Status: - comparative analysis only - no scope change proposed in this document

1. Goal

This document compares the newly received H200 MAAS automation bundle in:

  • /Volumes/DataExt2TB/dev/h200/maas-automation-TG-main

against the current GPUaaS MAAS design and implementation to answer one question:

  • how well does the current GPUaaS model fit this environment without changing core scope?

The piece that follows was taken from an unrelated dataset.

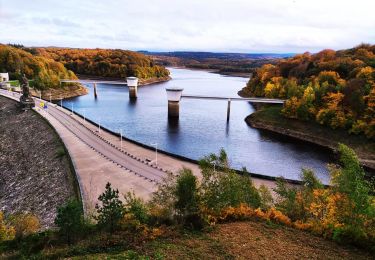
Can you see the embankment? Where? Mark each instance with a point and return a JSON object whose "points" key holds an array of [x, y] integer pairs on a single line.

This is a fit analysis, not a redesign proposal.

2. Current GPUaaS Intent

The current GPUaaS MAAS direction is:

  • GPUaaS owns MAAS-backed node lifecycle orchestration.
  • GPUaaS does not own MAAS server bootstrap and tuning.
  • GPUaaS is data-model driven, not file/CSV/script driven.
  • Site-specific node personality should be delivered through controlled site/profile inputs and bootstrap artifacts, not copied into core logic.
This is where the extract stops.